Rigueur, rigueur…

« Nous attendons d’elle de la rigueur. Je souhaite qu’elle en ait, parce que, évidemment, les dommages collatéraux peuvent être très graves », a-t-elle déclaré mardi avant de s’envoler vers l’Europe.


Il est clair que la commission a gaffé en laissant le témoignage de l’ancien organisateur d’Union Montréal, Martin Dumont, accablant pour Gérald Tremblay, prendre valeur de parole d’évangile, mais les porte-parole du gouvernement, Mme Marois en tête, ont semblé trop heureux de sauter sur l’occasion.
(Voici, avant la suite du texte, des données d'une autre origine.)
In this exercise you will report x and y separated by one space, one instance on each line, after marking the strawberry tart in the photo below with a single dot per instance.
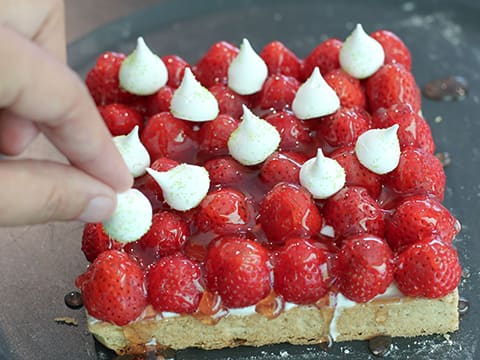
276 200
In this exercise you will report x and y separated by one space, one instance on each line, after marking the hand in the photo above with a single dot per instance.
39 93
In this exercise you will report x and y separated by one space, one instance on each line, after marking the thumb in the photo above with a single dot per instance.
40 191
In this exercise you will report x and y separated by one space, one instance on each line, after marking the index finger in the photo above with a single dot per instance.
37 86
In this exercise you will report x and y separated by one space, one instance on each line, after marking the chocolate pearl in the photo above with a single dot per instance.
380 345
447 89
73 300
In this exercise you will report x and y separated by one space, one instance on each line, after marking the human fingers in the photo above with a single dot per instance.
35 192
36 86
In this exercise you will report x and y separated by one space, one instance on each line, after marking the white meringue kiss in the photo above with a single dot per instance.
254 140
379 149
131 219
322 176
193 102
315 98
184 186
142 72
361 55
247 72
133 152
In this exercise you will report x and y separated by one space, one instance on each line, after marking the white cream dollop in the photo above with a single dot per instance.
184 186
193 102
315 98
131 219
379 149
247 72
361 55
143 72
133 152
322 176
254 140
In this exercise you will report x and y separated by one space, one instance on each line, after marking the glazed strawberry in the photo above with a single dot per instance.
102 80
173 285
95 241
288 210
213 135
229 102
343 127
281 60
356 173
167 235
160 101
167 136
120 119
392 84
226 170
113 288
365 265
213 66
293 134
353 211
428 269
278 92
282 166
225 211
301 271
175 67
417 172
396 52
325 56
348 89
413 131
419 219
237 269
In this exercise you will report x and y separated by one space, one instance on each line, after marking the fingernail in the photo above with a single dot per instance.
98 209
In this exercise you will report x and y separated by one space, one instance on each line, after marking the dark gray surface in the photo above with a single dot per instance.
39 264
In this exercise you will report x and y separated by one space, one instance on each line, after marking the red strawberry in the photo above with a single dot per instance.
430 270
282 167
175 67
343 127
301 271
213 66
413 131
225 211
288 210
213 135
325 56
166 236
392 84
102 80
348 89
356 173
160 101
167 136
226 171
352 211
238 270
278 92
417 172
113 288
173 285
120 119
365 265
95 241
229 102
281 60
396 52
419 219
293 134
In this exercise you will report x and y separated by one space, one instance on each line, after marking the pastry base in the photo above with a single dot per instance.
405 317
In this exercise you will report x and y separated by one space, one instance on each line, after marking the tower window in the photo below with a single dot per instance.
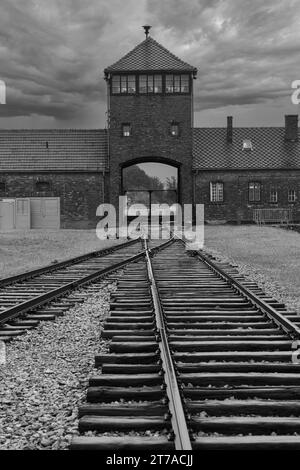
254 192
273 195
177 83
150 84
247 145
292 195
123 84
216 192
42 186
174 129
126 130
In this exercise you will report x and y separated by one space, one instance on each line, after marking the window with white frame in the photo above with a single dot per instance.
292 195
126 130
123 84
254 191
150 84
177 83
216 192
273 195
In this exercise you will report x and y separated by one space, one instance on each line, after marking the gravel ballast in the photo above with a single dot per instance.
269 286
46 376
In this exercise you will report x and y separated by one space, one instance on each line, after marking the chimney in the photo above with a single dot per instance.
291 127
229 129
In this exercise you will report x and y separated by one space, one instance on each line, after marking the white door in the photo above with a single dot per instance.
22 213
7 215
45 212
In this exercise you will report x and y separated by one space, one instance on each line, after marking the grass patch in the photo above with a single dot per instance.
25 250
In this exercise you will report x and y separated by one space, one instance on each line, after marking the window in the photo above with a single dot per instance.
174 129
42 186
123 84
292 196
247 145
126 130
254 192
22 207
216 192
177 83
150 84
273 195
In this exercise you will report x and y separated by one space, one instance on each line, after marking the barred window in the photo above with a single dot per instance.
174 129
254 192
42 186
150 84
216 192
273 195
126 130
177 83
292 195
123 84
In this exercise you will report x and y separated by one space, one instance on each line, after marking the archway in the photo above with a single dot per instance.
150 182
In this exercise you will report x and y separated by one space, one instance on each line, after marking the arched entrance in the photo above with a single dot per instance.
150 182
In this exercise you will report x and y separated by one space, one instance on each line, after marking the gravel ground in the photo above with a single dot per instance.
263 280
269 256
46 376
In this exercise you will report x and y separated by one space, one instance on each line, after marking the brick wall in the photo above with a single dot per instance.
150 118
80 194
236 206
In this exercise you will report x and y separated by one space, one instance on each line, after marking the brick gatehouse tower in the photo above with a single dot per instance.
150 112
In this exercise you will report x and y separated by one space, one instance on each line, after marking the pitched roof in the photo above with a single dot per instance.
211 151
60 150
147 56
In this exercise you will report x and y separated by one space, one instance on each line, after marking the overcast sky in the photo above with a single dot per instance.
53 52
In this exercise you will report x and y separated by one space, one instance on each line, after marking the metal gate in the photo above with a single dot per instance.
7 215
45 212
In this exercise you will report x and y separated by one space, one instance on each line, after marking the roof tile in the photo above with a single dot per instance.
57 149
211 151
149 55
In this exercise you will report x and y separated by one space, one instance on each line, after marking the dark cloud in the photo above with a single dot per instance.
52 54
237 46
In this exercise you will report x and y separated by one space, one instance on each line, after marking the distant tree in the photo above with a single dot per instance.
171 183
135 178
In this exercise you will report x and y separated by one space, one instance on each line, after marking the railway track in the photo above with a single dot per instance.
199 358
45 293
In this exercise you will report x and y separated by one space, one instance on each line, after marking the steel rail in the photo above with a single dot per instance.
272 313
23 307
62 264
178 420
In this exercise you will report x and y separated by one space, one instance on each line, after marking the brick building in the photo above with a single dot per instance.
150 100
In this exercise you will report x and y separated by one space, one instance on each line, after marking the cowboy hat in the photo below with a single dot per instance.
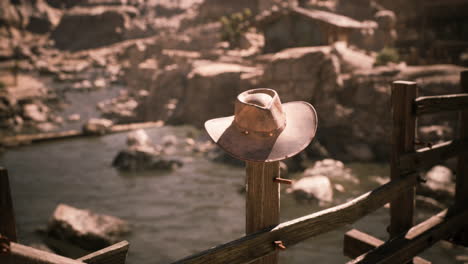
263 129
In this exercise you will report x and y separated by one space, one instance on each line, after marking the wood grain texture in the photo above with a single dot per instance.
259 244
262 201
7 214
21 254
427 157
403 134
115 254
357 243
441 103
461 189
422 236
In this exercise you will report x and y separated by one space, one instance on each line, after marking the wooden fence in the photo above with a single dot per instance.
406 240
12 252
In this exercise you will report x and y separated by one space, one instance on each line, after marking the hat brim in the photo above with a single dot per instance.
301 126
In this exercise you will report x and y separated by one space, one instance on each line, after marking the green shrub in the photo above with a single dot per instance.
233 26
387 55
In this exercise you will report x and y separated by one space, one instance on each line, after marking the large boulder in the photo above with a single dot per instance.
97 126
35 112
207 91
35 16
438 184
317 187
211 91
85 229
142 154
335 170
85 28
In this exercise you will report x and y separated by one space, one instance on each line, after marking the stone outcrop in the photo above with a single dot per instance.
208 91
317 187
97 126
85 229
85 28
438 184
335 170
142 154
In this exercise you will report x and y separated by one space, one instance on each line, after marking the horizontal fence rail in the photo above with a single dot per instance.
21 254
402 248
25 254
440 103
257 245
430 156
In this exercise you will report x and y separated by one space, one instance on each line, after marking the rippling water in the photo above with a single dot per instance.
172 214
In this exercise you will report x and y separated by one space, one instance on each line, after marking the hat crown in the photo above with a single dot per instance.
259 110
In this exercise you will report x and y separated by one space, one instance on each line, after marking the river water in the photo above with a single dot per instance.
172 214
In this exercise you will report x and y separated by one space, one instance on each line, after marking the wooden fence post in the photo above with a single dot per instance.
262 201
403 134
7 219
7 216
461 189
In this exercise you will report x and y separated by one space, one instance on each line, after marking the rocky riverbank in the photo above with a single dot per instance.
174 67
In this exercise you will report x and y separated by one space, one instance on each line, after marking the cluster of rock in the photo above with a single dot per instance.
72 231
319 182
142 154
186 74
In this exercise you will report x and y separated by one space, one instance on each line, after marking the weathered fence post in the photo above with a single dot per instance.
403 134
7 218
262 132
461 189
262 200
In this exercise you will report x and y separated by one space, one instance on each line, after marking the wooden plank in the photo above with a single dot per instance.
253 246
441 103
21 254
461 188
357 243
7 215
262 201
403 133
406 245
430 156
115 254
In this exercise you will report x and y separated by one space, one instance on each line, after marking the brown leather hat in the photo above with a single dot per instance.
263 129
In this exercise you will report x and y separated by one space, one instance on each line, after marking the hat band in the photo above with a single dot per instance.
261 133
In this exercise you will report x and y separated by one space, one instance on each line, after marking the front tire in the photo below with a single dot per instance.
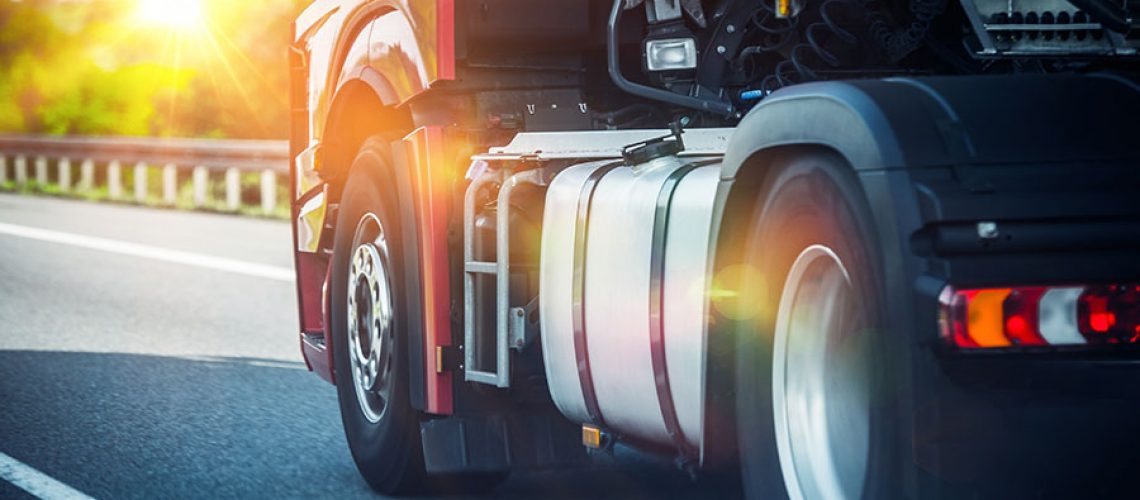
368 320
813 419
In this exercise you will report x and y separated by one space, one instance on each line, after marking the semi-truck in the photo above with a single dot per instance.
833 248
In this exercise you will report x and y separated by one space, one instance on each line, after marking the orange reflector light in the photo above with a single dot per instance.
1017 317
985 322
783 8
591 436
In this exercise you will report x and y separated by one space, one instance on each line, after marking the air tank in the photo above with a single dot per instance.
625 256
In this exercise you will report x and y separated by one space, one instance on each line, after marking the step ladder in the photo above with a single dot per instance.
512 327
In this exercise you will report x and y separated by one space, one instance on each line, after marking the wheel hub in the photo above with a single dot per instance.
820 380
369 318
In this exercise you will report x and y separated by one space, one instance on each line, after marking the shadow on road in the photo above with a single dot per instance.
141 426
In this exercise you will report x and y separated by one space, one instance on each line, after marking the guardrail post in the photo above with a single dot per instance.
21 170
140 181
200 178
233 188
114 180
64 174
87 174
41 171
268 191
169 183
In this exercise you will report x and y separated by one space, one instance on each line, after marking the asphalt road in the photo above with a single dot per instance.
172 376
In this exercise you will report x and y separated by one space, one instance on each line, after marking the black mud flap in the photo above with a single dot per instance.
498 443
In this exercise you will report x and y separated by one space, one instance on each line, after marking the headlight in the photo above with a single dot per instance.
670 54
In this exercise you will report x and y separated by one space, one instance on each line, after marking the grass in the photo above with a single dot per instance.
250 191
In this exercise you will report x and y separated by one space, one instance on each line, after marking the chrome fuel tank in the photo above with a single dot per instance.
625 255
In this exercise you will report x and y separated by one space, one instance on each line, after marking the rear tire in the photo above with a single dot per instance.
367 284
813 420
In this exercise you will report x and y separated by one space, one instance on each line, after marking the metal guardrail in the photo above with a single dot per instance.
102 158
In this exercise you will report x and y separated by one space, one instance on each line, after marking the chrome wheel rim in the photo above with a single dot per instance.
369 318
820 380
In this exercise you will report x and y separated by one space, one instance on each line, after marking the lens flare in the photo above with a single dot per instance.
179 15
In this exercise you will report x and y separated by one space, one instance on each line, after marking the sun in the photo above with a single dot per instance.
180 15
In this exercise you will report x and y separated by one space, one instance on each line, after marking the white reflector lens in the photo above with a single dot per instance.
1057 316
670 54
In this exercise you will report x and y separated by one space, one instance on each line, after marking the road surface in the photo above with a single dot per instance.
149 353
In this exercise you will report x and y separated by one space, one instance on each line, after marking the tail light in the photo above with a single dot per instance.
1016 317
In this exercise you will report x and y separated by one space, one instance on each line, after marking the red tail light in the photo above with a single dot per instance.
1041 316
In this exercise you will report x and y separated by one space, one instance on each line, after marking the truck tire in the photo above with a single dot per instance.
368 324
811 412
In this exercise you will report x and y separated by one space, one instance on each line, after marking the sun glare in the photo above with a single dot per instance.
181 15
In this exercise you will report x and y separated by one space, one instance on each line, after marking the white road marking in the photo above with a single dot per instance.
35 482
152 252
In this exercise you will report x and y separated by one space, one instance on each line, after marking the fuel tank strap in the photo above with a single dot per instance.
657 309
578 294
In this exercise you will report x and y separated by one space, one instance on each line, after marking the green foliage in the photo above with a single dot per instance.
87 67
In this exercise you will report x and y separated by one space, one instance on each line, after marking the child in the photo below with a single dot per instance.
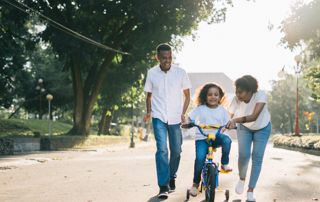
209 112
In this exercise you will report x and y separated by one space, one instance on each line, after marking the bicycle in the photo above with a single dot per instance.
210 170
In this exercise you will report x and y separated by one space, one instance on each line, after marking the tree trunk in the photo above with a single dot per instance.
105 123
77 128
86 96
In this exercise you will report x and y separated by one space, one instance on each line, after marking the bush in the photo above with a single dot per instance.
306 141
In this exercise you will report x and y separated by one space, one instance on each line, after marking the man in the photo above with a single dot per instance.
165 86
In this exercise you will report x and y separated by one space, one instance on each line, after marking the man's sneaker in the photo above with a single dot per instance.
172 185
250 197
240 187
163 194
226 168
193 190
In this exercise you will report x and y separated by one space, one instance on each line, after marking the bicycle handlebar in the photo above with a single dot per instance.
200 127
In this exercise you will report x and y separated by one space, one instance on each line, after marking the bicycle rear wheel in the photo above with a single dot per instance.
211 179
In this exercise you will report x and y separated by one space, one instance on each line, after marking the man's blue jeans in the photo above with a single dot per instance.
259 140
223 141
167 169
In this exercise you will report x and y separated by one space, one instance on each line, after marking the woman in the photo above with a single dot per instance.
250 113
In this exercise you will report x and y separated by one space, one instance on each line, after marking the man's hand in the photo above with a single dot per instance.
231 124
147 117
183 119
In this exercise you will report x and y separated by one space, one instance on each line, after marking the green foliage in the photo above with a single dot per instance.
303 25
28 127
302 29
129 25
283 101
15 42
312 75
44 64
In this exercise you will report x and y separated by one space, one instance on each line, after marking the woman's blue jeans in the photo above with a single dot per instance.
223 141
246 139
167 169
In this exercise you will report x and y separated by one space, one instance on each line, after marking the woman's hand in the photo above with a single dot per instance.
231 124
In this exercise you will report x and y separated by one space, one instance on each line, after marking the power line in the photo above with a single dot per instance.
64 28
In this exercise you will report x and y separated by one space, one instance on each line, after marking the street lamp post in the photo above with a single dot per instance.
41 90
297 70
132 144
49 98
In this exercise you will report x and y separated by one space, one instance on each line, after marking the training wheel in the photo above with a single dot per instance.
227 193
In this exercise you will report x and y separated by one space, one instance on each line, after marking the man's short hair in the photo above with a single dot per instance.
163 47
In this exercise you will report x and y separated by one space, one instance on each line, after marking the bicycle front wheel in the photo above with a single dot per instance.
211 179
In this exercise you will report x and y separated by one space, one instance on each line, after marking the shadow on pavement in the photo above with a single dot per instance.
155 199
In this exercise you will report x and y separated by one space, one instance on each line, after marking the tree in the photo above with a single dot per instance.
302 28
43 63
127 25
282 104
15 42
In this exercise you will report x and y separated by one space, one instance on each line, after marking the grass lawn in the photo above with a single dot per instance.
22 127
310 141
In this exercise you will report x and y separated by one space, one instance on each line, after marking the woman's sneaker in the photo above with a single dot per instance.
226 168
164 192
193 190
240 187
250 197
172 185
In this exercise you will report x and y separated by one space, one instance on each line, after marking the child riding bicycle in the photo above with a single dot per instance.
209 112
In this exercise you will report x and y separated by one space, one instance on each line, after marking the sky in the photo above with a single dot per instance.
243 44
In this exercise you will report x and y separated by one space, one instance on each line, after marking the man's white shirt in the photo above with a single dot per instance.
167 92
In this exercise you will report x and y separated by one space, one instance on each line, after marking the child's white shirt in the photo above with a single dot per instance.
209 116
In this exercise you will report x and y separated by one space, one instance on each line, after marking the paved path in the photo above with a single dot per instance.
119 174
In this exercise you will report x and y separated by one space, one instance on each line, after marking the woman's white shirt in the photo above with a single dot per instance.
240 109
209 116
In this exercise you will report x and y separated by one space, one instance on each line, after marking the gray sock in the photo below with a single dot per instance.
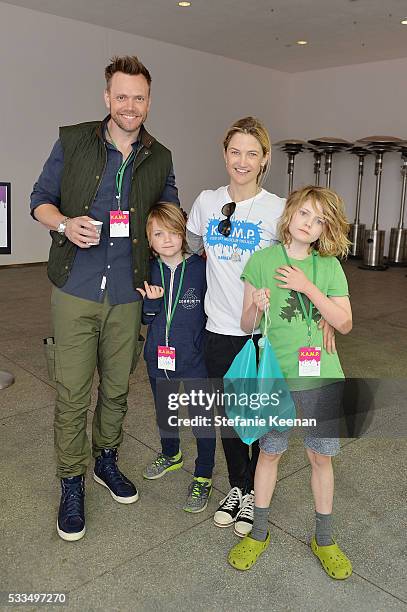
323 530
260 524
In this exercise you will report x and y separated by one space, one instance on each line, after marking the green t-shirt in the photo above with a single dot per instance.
287 330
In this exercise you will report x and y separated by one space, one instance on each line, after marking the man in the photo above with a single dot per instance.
111 171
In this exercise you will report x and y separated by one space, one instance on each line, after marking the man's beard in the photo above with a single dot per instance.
122 124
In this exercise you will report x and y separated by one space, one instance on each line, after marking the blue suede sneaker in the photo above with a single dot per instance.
71 515
108 474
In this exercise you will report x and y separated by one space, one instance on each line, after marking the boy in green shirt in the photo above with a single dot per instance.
297 282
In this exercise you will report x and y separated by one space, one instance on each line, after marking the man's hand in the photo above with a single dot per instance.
328 335
81 232
152 292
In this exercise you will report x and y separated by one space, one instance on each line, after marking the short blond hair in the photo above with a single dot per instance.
333 240
253 127
128 64
170 217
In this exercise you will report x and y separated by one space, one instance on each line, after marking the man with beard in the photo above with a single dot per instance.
109 171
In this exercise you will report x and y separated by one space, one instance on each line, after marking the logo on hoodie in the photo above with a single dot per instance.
189 300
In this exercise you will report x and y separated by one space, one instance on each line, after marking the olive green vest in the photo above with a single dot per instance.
85 158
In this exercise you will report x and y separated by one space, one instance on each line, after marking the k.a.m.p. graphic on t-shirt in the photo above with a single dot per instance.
244 235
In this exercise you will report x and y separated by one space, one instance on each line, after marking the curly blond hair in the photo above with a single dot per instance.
170 217
333 240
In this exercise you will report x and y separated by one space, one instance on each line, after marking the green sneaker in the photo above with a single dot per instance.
163 464
199 492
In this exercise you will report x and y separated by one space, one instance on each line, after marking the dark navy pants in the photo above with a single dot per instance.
204 431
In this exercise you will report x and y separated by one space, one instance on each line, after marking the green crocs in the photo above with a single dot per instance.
333 560
245 553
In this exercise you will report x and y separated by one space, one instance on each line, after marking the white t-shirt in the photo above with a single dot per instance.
254 227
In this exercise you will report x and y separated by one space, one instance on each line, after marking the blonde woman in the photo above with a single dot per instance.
231 223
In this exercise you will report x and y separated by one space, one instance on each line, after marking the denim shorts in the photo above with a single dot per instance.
325 405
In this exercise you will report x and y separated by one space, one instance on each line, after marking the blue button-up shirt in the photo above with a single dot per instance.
108 266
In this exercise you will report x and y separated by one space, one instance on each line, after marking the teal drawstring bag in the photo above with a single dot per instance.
271 381
254 397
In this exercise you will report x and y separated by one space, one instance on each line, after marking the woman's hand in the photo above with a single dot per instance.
261 298
293 278
152 292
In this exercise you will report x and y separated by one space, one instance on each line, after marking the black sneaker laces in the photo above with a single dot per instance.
73 495
233 498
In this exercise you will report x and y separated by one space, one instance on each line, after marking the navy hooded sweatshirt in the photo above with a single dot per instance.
187 329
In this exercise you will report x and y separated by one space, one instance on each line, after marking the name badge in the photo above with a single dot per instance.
119 224
309 361
166 358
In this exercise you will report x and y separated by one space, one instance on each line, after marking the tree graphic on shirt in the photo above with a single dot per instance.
293 309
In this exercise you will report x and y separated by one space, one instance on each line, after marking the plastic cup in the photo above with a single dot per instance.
98 226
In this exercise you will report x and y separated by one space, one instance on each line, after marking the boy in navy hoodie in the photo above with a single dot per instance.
173 309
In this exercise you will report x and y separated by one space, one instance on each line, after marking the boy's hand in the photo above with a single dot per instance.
293 278
152 292
261 298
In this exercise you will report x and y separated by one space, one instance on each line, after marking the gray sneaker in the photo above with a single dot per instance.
199 492
161 465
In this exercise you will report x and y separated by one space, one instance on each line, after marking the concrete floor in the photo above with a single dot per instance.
152 555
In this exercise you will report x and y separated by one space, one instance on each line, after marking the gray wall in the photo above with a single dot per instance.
52 74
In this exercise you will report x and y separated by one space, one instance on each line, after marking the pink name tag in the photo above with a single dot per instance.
309 361
166 358
119 224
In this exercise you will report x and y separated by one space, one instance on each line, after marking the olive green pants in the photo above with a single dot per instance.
89 335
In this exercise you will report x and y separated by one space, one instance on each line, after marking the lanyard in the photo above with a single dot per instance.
119 177
307 316
170 311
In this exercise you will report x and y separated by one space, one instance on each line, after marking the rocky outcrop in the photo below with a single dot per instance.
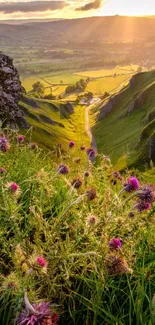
10 92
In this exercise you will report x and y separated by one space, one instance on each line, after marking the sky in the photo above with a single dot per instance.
22 9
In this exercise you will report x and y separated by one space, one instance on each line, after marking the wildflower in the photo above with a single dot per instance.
2 170
141 206
131 185
115 243
91 220
34 146
106 158
116 265
41 261
4 144
14 189
117 175
147 194
86 174
41 314
91 152
63 169
77 160
77 183
71 144
91 194
131 214
20 139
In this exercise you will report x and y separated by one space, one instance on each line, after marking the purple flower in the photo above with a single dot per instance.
115 243
63 169
20 138
43 315
4 144
147 194
91 152
132 185
41 261
2 170
141 206
34 146
131 215
13 187
71 144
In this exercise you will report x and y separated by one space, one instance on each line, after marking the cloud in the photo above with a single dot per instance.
91 5
32 6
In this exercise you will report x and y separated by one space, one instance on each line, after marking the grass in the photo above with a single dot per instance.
73 125
118 134
100 86
108 72
77 279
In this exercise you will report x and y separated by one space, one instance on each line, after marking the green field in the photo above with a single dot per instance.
102 85
49 135
118 134
108 72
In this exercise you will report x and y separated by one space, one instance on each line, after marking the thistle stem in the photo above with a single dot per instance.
28 304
M. Tremblay a eu beau nier l’existence de la rencontre au cours de laquelle il aurait sciemment fermé les yeux sur une double comptabilité des finances de son parti, puis réclamer de comparaître à son tour devant la commission, ce fut peine perdue. On a déploré du bout des lèvres qu’il n’ait pas l’occasion de donner sa version des faits, mais les incitations à partir se sont multipliées.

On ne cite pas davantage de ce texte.